La acusación, presentada en el Distrito Este de Carolina del Norte, incluye dos cargos federales relacionados con amenazas contra el presidente y la transmisión de comunicaciones consideradas amenazantes en comercio interestatal. Según los fiscales, el origen del caso se remonta a una publicación realizada por Comey en Instagram en mayo de 2025, donde aparecía la secuencia “86 47” formada con conchas.
Las autoridades interpretan este mensaje como una posible referencia codificada: el número “86” es una expresión coloquial en inglés que puede significar “eliminar” o “deshacerse de”, mientras que “47” haría alusión a Trump como el presidente número 47. Bajo esa interpretación, los fiscales sostienen que un observador razonable podría considerar la publicación como una amenaza seria de daño.
El caso invoca dos disposiciones legales clave del código penal estadounidense: el 18 U.S.C. § 871, que penaliza amenazas contra el presidente, y el 18 U.S.C. § 875(c), que sanciona la transmisión de amenazas a través de medios interestatales. De ser declarado culpable, Comey podría enfrentar hasta 10 años de prisión.

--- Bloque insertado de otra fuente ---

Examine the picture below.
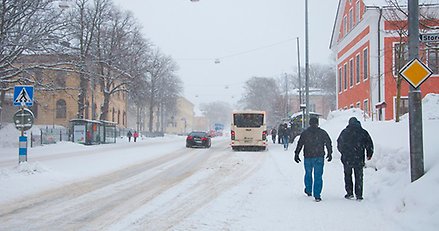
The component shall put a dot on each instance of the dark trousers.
(349, 185)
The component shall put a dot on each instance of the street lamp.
(306, 64)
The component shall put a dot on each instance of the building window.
(340, 74)
(38, 73)
(400, 57)
(124, 118)
(34, 109)
(351, 73)
(60, 79)
(61, 109)
(345, 76)
(118, 116)
(345, 26)
(365, 64)
(351, 19)
(86, 110)
(433, 60)
(113, 114)
(357, 69)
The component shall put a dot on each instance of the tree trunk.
(151, 117)
(105, 106)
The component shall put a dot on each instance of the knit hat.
(313, 121)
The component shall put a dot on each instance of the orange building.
(56, 84)
(369, 52)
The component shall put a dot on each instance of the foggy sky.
(249, 37)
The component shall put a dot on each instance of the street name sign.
(415, 72)
(23, 95)
(429, 37)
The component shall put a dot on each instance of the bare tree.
(396, 15)
(26, 26)
(83, 20)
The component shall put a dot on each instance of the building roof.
(381, 3)
(370, 4)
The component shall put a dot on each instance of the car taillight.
(264, 135)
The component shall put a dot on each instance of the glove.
(296, 158)
(329, 157)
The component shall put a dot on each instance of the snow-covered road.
(158, 184)
(156, 192)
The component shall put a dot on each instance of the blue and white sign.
(23, 95)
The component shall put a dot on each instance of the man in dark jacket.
(280, 133)
(314, 140)
(273, 135)
(352, 144)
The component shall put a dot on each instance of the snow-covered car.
(198, 139)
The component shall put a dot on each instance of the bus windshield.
(248, 120)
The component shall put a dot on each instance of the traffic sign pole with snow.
(415, 72)
(23, 95)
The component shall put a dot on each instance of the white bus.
(249, 130)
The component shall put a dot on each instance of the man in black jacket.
(314, 140)
(352, 144)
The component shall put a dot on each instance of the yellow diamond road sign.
(415, 72)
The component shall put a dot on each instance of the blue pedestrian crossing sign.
(23, 95)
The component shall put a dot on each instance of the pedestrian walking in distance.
(135, 135)
(314, 140)
(273, 135)
(129, 135)
(354, 143)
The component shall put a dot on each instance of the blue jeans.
(314, 164)
(285, 141)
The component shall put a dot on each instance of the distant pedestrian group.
(135, 135)
(355, 145)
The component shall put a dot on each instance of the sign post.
(23, 118)
(415, 98)
(429, 37)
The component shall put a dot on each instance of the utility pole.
(306, 66)
(298, 72)
(415, 98)
(287, 97)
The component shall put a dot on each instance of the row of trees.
(106, 44)
(268, 94)
(274, 91)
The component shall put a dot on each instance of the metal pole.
(298, 72)
(415, 98)
(306, 65)
(286, 95)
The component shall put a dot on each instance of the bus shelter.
(110, 132)
(87, 132)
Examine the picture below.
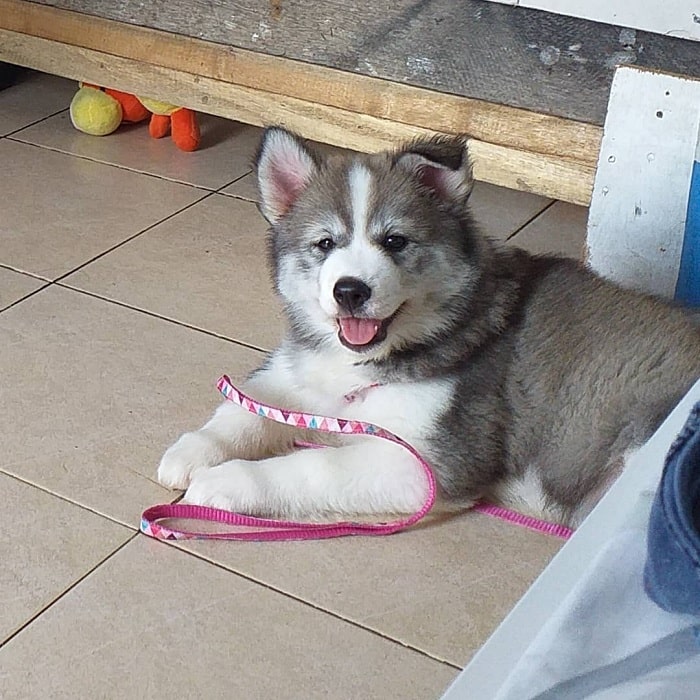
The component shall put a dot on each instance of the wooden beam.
(546, 175)
(497, 124)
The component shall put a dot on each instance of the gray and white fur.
(522, 379)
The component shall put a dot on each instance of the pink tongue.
(359, 331)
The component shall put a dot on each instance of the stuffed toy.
(100, 111)
(179, 121)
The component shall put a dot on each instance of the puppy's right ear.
(284, 167)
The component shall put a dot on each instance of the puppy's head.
(372, 252)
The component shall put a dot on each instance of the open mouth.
(362, 333)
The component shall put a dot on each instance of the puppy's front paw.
(192, 453)
(230, 486)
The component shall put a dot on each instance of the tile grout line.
(34, 123)
(78, 504)
(258, 582)
(533, 218)
(153, 314)
(206, 195)
(314, 606)
(26, 296)
(66, 591)
(119, 166)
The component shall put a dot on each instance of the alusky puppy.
(521, 379)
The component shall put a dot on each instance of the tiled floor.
(131, 276)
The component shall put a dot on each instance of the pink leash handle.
(264, 529)
(260, 529)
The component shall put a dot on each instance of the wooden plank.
(497, 124)
(638, 213)
(508, 55)
(547, 175)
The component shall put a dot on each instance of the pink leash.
(265, 529)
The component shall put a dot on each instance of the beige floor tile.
(498, 211)
(93, 393)
(561, 229)
(58, 211)
(244, 188)
(14, 286)
(224, 154)
(47, 545)
(206, 267)
(441, 589)
(35, 96)
(154, 622)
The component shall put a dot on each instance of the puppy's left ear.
(442, 165)
(284, 167)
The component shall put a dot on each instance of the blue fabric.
(672, 569)
(688, 283)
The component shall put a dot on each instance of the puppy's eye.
(325, 244)
(394, 243)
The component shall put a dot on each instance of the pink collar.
(257, 529)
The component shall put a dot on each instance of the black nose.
(351, 293)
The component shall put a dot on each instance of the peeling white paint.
(550, 55)
(420, 65)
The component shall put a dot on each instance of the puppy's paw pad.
(192, 453)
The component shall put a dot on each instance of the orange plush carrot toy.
(179, 121)
(99, 111)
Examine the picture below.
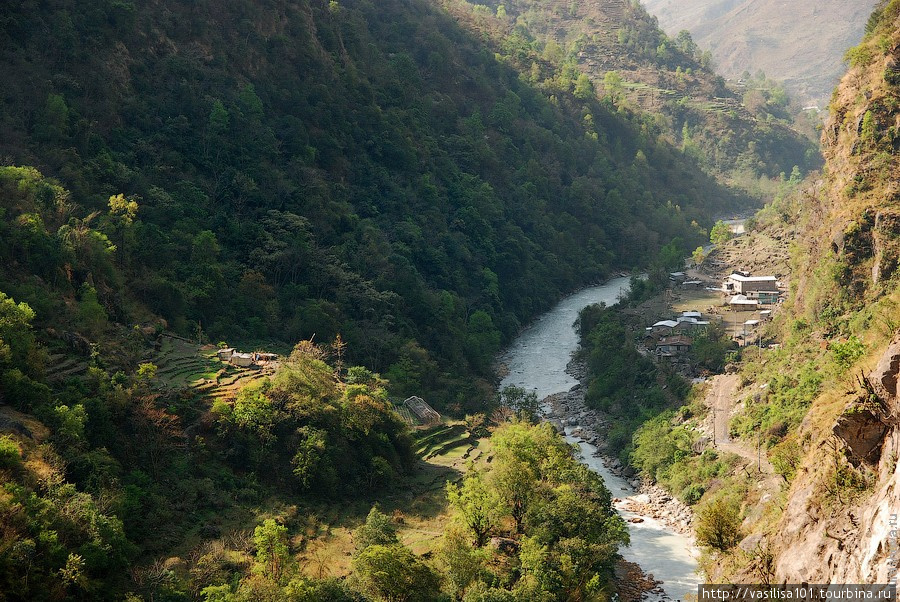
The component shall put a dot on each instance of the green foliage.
(378, 529)
(272, 553)
(10, 455)
(718, 525)
(333, 438)
(477, 504)
(394, 574)
(720, 233)
(698, 255)
(847, 352)
(524, 405)
(623, 383)
(781, 406)
(384, 222)
(463, 565)
(568, 533)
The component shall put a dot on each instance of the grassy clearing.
(420, 512)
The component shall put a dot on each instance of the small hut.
(242, 360)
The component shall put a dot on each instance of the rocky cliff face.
(850, 541)
(839, 519)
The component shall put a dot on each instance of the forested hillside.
(801, 47)
(313, 168)
(745, 136)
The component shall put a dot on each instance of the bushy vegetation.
(665, 451)
(562, 531)
(623, 384)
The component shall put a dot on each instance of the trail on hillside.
(721, 399)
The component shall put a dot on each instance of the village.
(739, 305)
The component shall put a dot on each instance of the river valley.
(537, 361)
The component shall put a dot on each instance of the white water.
(537, 362)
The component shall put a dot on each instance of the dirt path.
(721, 400)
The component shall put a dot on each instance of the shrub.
(10, 455)
(719, 525)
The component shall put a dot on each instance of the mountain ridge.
(802, 46)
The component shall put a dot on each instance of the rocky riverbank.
(569, 412)
(633, 584)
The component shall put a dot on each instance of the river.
(537, 362)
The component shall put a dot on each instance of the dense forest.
(310, 168)
(746, 134)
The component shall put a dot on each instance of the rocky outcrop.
(862, 430)
(885, 375)
(886, 243)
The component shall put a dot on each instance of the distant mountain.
(801, 43)
(746, 135)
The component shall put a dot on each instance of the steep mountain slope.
(830, 411)
(312, 168)
(743, 141)
(800, 43)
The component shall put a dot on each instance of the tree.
(271, 548)
(476, 503)
(698, 255)
(524, 405)
(378, 529)
(719, 525)
(720, 233)
(584, 87)
(394, 574)
(463, 565)
(16, 338)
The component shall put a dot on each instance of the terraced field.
(183, 364)
(420, 511)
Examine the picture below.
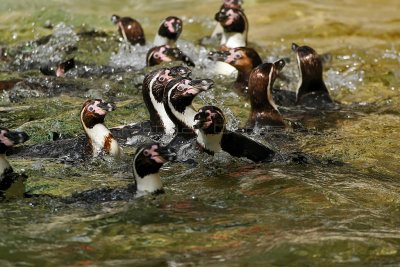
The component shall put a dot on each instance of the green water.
(223, 212)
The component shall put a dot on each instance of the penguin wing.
(239, 145)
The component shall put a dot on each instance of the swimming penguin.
(169, 31)
(153, 93)
(7, 140)
(212, 137)
(311, 91)
(235, 25)
(147, 161)
(264, 111)
(178, 96)
(165, 53)
(100, 139)
(235, 28)
(130, 29)
(60, 69)
(244, 59)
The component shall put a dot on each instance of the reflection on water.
(223, 211)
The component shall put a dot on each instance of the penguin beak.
(177, 54)
(181, 71)
(221, 16)
(218, 55)
(199, 120)
(17, 137)
(202, 84)
(115, 19)
(294, 47)
(279, 64)
(167, 153)
(107, 106)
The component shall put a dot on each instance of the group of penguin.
(168, 93)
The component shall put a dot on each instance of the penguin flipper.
(239, 145)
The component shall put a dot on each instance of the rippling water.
(223, 212)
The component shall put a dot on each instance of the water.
(223, 211)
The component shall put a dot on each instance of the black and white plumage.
(311, 90)
(99, 140)
(235, 27)
(169, 31)
(166, 53)
(213, 137)
(178, 97)
(7, 140)
(244, 59)
(147, 161)
(130, 29)
(153, 94)
(264, 111)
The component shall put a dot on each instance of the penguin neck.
(162, 40)
(148, 184)
(311, 81)
(158, 116)
(4, 166)
(102, 141)
(185, 119)
(210, 143)
(242, 80)
(234, 39)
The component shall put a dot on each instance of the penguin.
(165, 53)
(130, 29)
(147, 162)
(235, 25)
(100, 138)
(169, 31)
(7, 140)
(178, 96)
(311, 90)
(264, 111)
(60, 69)
(244, 59)
(153, 93)
(159, 124)
(212, 137)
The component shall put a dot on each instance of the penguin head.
(309, 62)
(210, 120)
(242, 58)
(180, 71)
(171, 28)
(10, 138)
(165, 53)
(232, 19)
(233, 3)
(94, 111)
(149, 158)
(180, 92)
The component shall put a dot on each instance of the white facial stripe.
(300, 75)
(150, 183)
(169, 126)
(187, 117)
(4, 165)
(269, 89)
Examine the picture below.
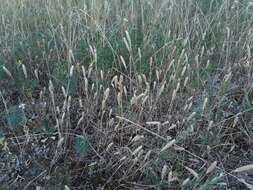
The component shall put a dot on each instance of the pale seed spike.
(168, 145)
(24, 70)
(164, 171)
(195, 174)
(7, 72)
(211, 167)
(137, 150)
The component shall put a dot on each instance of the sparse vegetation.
(113, 94)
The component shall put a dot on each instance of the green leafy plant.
(81, 146)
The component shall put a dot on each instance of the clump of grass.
(126, 94)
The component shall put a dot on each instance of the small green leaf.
(81, 146)
(16, 117)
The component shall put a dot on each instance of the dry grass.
(126, 94)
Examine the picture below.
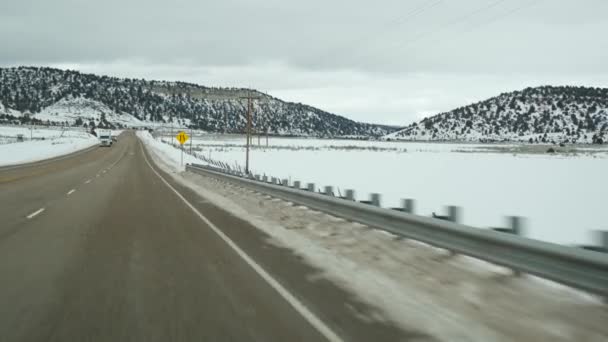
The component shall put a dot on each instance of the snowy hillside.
(64, 95)
(534, 115)
(70, 110)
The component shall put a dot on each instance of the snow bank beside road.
(52, 146)
(411, 284)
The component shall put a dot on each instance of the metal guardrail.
(578, 268)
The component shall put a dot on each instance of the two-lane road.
(98, 247)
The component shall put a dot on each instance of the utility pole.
(248, 129)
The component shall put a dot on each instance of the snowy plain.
(47, 143)
(410, 284)
(562, 196)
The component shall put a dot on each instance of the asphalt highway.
(104, 246)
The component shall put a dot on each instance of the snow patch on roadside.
(52, 146)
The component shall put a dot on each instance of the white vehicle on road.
(105, 139)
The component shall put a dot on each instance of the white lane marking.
(35, 213)
(315, 321)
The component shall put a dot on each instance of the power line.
(358, 41)
(451, 23)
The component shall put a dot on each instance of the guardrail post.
(375, 199)
(516, 225)
(454, 214)
(408, 205)
(600, 242)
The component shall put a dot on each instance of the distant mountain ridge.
(48, 94)
(535, 115)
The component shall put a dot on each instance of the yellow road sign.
(182, 137)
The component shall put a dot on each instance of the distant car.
(105, 140)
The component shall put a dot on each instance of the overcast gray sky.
(384, 61)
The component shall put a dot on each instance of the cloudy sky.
(384, 61)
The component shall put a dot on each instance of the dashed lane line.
(35, 213)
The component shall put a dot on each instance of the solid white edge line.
(35, 213)
(321, 327)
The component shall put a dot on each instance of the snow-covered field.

Desde el Department of Justice, el fiscal general interino Todd Blanche calificó las amenazas contra el presidente como una violación grave de la ley federal y subrayó la necesidad de reducir la retórica que pueda incitar violencia. En la misma línea, el actual director del FBI, Kash Patel, afirmó que el exfuncionario debía ser plenamente consciente del impacto de sus acciones dada su trayectoria en el sistema de justicia.
Por su parte, Comey ha negado cualquier intención violenta, asegurando que la publicación fue malinterpretada y que decidió eliminarla tras la controversia generada. Su defensa previsiblemente se centrará en cuestionar la interpretación del mensaje y la ausencia de intención directa de amenazar.
Desde una perspectiva analítica, el caso plantea un punto delicado en el equilibrio entre la libertad de expresión y los límites legales cuando se trata de figuras públicas de alto nivel. La ambigüedad del mensaje —clave en este proceso— será probablemente uno de los elementos centrales del juicio, ya que la legislación exige demostrar que la comunicación constituye una amenaza real y no una expresión simbólica o fuera de contexto.
Asimismo, el proceso ocurre en un contexto político altamente polarizado en Washington, donde cualquier acción relacionada con el presidente tiende a amplificar tensiones partidistas. El desarrollo del caso podría tener implicaciones no solo legales, sino también en el debate sobre el alcance del discurso público en redes sociales y la responsabilidad de figuras con influencia institucional previa.